Dire que le ralliement de Laurent Wauquiez à Edouard Philippe dans la course à l’Élysée n’est guère une surprise est un doux euphémisme. Et ce, malgré ses critiques passées pour le moins acerbes à son propos ou encore sa promesse de ne jamais être « la béquille d’un projet du macronisme sans Macron ». Mais il s’agissait alors de (re)prendre la tête des Républicains et tout était bon pour y parvenir. Défait à plate couture par Bruno Retailleau (25 % des suffrages des adhérents contre 75), il n’a guère attendu que sa vengeance se soit trop longtemps refroidie pour tailler une croupière dans la candidature élyséenne de ce dernier.
Qu’a-t-il a y gagner ? Un futur Poste de ministre ? Comme bâton de maréchal de fin de carrière, il y a mieux ! Car il semble évident qu’un retour à la tête de la « droite de gouvernement » comme on disait dans le passé – soit la « droite de tous les reniements » au vu des cinquante dernières décennies – est exclu.
Parce qu’on ne lui pardonnera pas la « trahison » faite à Bruno Retailleau auquel il avait déjà précédemment intimé de « savoir se retirer si c’est nécessaire » dans le cadre de la prochaine élection présidentielle ? La trahison à son camp ? À ses convictions ? Si de telles considérations avaient la moindre importance, peut-être… Mais ce serait alors une première en politique française où les coups de Jarnac – de celui de Jacques Chirac fait à Jacques Chaban Delmas, candidat naturel des Gaullistes, en ralliant Valéry Giscard d’Estaing en 1974… à celui d’Emmanuel Macron fait à son mentor François Hollande qui l’empêcha de briguer un second mandat – sont aussi multiples qu’incessants et perfides.

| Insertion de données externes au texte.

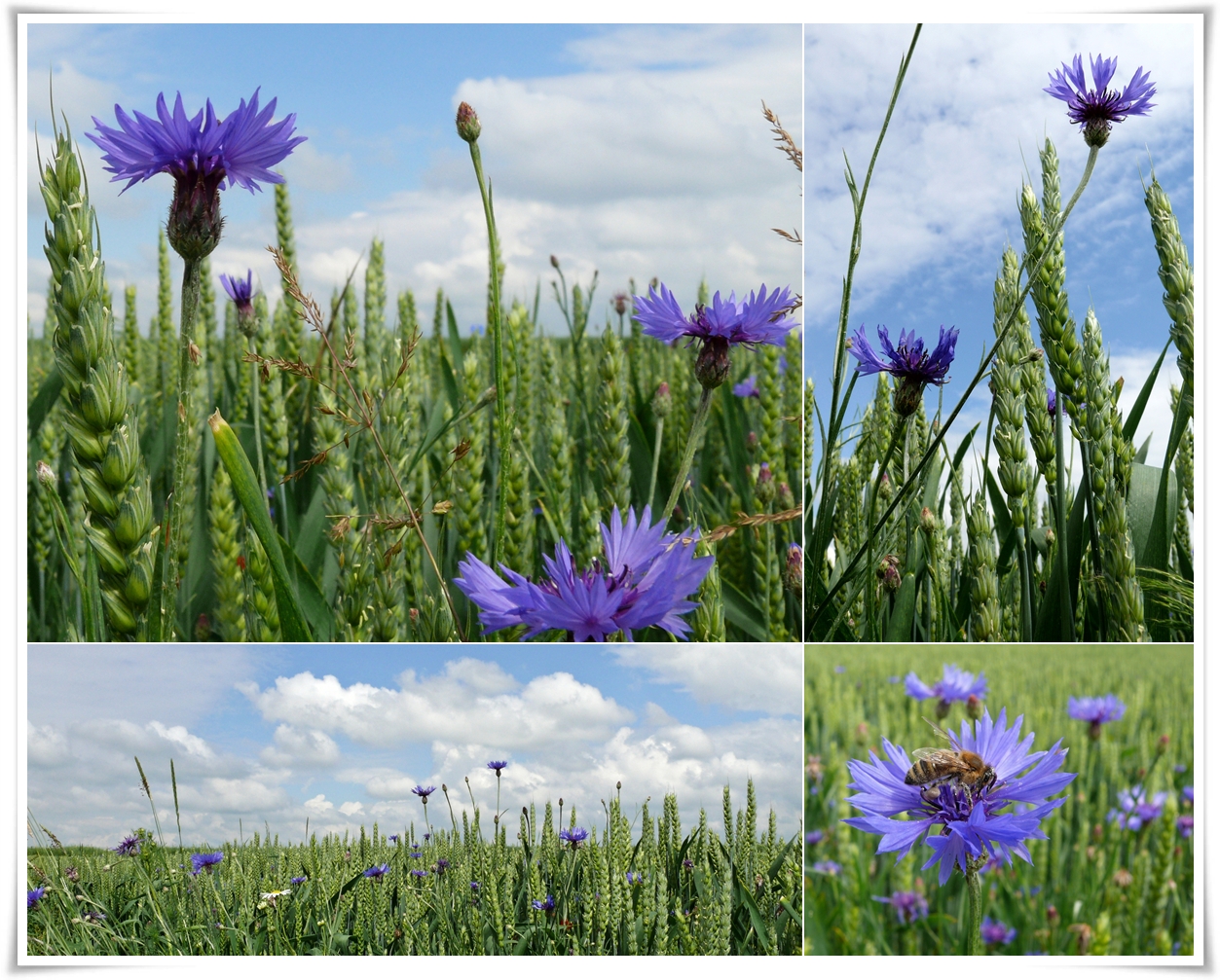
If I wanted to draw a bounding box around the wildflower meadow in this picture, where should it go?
[28,76,802,641]
[804,643,1197,956]
[804,28,1195,642]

En attendant, et malgré ses déclarations tonitruantes sur le nombre d’adhérents (invérifiables) des Républicains et le « formidable soutien populaire » qu’il rencontre lors de ses déplacements (sic !), le nombre de mois, semaines ou jours de campagne présidentielle de Bruno Retailleau semble se réduire comme peau de chagrin.
Nombre d’observateurs envisagent d’ailleurs que l’intéressé n’ait jamais eu l’idée d’aller jusqu’au bout de sa candidature, attendant le moment le plus opportun de se vendre soit à Édouard Philippe soit à Gabriel Attal, lorsque l’un aurait pris définitivement le pas sur l’autre.
Quant au parti Les Républicains ou ce qu’il en reste à ce jour après la déculottée électorale de Valérie Pécresse en 2022 (4,78 %) et les succès de son ancien Président Éric Ciotti ayant réussi après en avoir claqué la porte à créer un groupe à l’Assemblée nationale et à s’emparer de la Mairie de Nice en mars dernier, sans parler du siphonnage des plus convaincus par Éric Zemmour et Sarah Knaffo avec leur mouvement Reconquête, le dépôt de bilan menace.
Dépôt de bilan ou « vente aux enchères », qui sait… Décidément, il n’y a pas qu’aux Français que la Macronie aura nuit à la santé.